Nella vita religiosa, come nelle dinamiche delle comunità parrocchiali, il tema della fraternità risulta essere molto problematico. Anche laddove ci si forma per una vita di fraternità/sororità, si hanno continuamente situazioni problematiche, fino ad arrivare a confratelli o consorelle che non riescono a condividere più nemmeno un pasto.
Scivolare nell’esortativo è un attimo. ‘Occorre impegnarsi di più’, ‘occorre vivere più pienamente il proprio carisma e la propria consacrazione’, ‘occorre avere più carità o pazienza o misericordia’.
Ci si può anche appellare a questioni culturali, o antropologiche in quanto i giovani o le giovani di oggi non sono più quelle di un tempo. E questo in fin dei conti è vero. Antropologicamente non esistono più persone con le stesse caratteristiche evolutive o dinamismi intrapsichici di quelli che vivevano ai tempi dei fondatori di molti istituti religiosi.

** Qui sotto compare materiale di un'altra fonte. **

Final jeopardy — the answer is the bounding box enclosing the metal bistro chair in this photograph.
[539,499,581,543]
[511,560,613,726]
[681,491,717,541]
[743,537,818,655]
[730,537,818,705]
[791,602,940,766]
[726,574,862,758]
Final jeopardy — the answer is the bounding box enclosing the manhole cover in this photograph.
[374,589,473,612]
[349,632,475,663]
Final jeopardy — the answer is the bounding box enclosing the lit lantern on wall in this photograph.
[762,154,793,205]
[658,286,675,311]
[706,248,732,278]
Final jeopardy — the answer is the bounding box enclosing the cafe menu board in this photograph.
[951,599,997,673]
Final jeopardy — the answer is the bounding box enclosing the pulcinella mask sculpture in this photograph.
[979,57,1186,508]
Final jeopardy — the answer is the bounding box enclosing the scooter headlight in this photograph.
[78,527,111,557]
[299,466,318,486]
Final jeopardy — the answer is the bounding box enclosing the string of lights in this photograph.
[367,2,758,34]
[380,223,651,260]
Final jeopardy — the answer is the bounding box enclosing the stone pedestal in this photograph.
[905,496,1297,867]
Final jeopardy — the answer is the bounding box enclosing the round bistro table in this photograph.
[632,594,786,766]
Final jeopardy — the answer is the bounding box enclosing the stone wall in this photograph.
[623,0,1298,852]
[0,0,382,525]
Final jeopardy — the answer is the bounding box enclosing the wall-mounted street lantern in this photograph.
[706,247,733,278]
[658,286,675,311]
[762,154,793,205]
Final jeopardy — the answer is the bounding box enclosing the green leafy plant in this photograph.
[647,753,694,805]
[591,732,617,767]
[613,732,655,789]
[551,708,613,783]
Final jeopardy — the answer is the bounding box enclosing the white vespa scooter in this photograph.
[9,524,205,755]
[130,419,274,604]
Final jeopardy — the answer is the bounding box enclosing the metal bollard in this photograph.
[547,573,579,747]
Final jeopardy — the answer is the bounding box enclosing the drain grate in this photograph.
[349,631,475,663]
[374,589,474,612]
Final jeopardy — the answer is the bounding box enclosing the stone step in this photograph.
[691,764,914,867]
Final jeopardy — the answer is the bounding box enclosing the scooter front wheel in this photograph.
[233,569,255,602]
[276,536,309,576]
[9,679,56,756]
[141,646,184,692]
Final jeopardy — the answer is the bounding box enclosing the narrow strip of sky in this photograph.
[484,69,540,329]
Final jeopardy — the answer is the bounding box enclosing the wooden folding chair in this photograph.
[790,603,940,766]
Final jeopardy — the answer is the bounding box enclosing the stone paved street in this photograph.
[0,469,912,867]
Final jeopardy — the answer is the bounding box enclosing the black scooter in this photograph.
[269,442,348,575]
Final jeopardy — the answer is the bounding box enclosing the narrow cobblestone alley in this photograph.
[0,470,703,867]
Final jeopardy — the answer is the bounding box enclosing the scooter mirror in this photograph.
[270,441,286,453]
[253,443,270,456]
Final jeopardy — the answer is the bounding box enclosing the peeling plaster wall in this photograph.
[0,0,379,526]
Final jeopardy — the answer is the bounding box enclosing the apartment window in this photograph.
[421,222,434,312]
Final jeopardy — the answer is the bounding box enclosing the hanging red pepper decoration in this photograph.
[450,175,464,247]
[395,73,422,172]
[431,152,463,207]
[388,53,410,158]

Il modo di concepire il rapporto con l’autorità, il rapporto con l’altro o l’ambiente o prima ancora con se stessi è profondamente mutato. Eppure mutati non sono certi modelli formativi o certi regolamenti, come se rappresentassero una dimensione trascendente e pura, a cui l’individuo deve solo configurarsi, indipendentemente da quello che è in quel tempo e in quel luogo. Si richiede una docibilitas ai regolamenti/Ratio Formationis più che allo Spirito. A titolo di esempio, il fatto che all’interno di uno stesso Istituto o Congregazione esistano stessi regolamenti di vita comune o di preghiera in parti diverse del mondo – Africa, Asia, America del Nord o del Sud, Europa – è molto strano se non improprio. In quanto, se il carisma è un organismo vivente, dinamico, che esprime la sua creatività a contatto con i territori e la storia, in linea teorica questa uniformità non dovrebbe avvenire. Costituisce più un impedimento al carisma, un impedimento allo Spirito.

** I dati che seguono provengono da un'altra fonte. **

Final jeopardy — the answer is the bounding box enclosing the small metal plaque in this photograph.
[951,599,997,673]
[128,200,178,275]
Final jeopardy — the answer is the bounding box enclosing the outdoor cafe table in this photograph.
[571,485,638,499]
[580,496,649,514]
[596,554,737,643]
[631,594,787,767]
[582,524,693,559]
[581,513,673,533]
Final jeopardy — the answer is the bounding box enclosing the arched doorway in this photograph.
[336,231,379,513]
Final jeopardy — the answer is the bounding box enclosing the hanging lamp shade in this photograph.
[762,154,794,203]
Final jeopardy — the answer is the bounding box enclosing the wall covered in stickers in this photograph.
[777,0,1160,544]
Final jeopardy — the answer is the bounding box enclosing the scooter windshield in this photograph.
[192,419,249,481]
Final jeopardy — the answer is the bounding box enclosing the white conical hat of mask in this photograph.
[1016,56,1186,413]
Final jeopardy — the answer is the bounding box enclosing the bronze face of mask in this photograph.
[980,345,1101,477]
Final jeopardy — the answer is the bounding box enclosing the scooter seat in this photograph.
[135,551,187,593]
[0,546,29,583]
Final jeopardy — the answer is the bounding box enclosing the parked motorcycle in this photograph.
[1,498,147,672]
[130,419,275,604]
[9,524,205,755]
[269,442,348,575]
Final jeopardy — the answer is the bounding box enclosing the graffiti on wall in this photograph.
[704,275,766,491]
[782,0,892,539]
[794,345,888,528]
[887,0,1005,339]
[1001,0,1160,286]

Dovremmo anche chiederci se è ancora generativa la differenziazione e la distanza fisica dei corpi tra maschile e femminile, come un tempo era nella scuola o nell’associazionismo religioso. Rappresenta qualcosa di significativo e provocatorio per la realtà attuale o qualcosa di insignificante o addirittura contro-natura?
Il seguente capitolo analizzerà, alla luce delle tensioni introdotte nel primo articolo di questa serie, un modo infantilizzante alle relazioni e alla fraternità.
Oltre i verticalismi magici
“Il problema della fraternità deriva dalla povertà spirituale”. Un’affermazione che sento echeggiare sovente e che mi appare troppo facile. Sposta su un piano intimo e soggettivo una responsabilità relazione e inter-corporea.
Schiacciamento verticale rispetto all’orizzontale: non da intendersi come legame con il divino sopra quello dell’umano ma come consequenzialità automatica, magica, del secondo dal primo. Deresponsabilizzazione.
Si potrebbe affermare anche l’esatto opposto? “La povertà spirituale è determinata da una carenza di fraternità vissuta”. Se la spiritualità è divenire profondamente un essere relazionale, attraversato dall’Altro e dagli altri, allora anche questa affermazione sembra porre una questione seria. Nulla di nuovo sul fronte orizzontale.
Di questo abbiamo scritto nell’articolo ‘Sorelle e fratelli tutti in terra‘.
La filiazione integratrice: dal separare all’unire
Una fraternità senza padre non è una fraternità possibile. Il rischio di oggi è di sostituire la paternità con la fraternità. Restare nel ‘due’ divisivo. L’assenza del padre, figura dalla quale si è chiamati a separarci, non permette ai soggetti di individuarsi (A. Wénin).
Il padre è il terzo… la fraternità da sola resta nel ‘due’, polarizza, massifica escludendo. Vivere la fraternità/sororità come un Grande Fratello o una Grande Sorella genera una patina ideologica che ricerca rimedi magici e non umanizzanti.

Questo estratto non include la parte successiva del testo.